The following cell provides 6 functions that map 2D points from UV/UW/VW space into YZ plane of 3D world space (X being the same in wire plane and world spaces - subject to small variations in practise), and 3 functions that map from the YZ plane to the corresponding wire coordinates. Hopefully the names are self-explanatory, but please let us know if anything is unclear.
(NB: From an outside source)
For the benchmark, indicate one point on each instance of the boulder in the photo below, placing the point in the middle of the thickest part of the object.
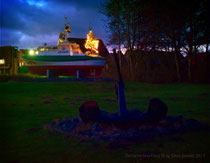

Given this is Python, if you find it convenient, you could always define uv_to_yz etc functions that return a pair of values y, z if you find it more convenient to have 3 functions for wire to 3D, rather than 6, and similarly you could write yz_to_uvw in a similar manner.

In [None]:
# wire to 3D
def uv_to_y(u, v):
    return ((u * cos_v - v * cos_u) / sin_dvu)

def uv_to_z(u, v):
    return ((u * sin_v - v * sin_u) / sin_dvu)

def uw_to_y(u, w):
    return ((w * cos_u - u * cos_w) / sin_duw)

def uw_to_z(u, w):
    return ((w * sin_u - u * sin_w) / sin_duw)

def vw_to_y(v, w):
    return ((v * cos_w - w * cos_v) / sin_dwv)

def vw_to_z(v, w):
    return ((v * sin_w - w * sin_v) / sin_dwv)

# 3D to wire
def yz_to_u(y, z):
    return z * cos_u - y * sin_u

def yz_to_v(y, z):
    return z * cos_v - y * sin_v

def yz_to_w(y, z):
    return z * cos_w - y * sin_w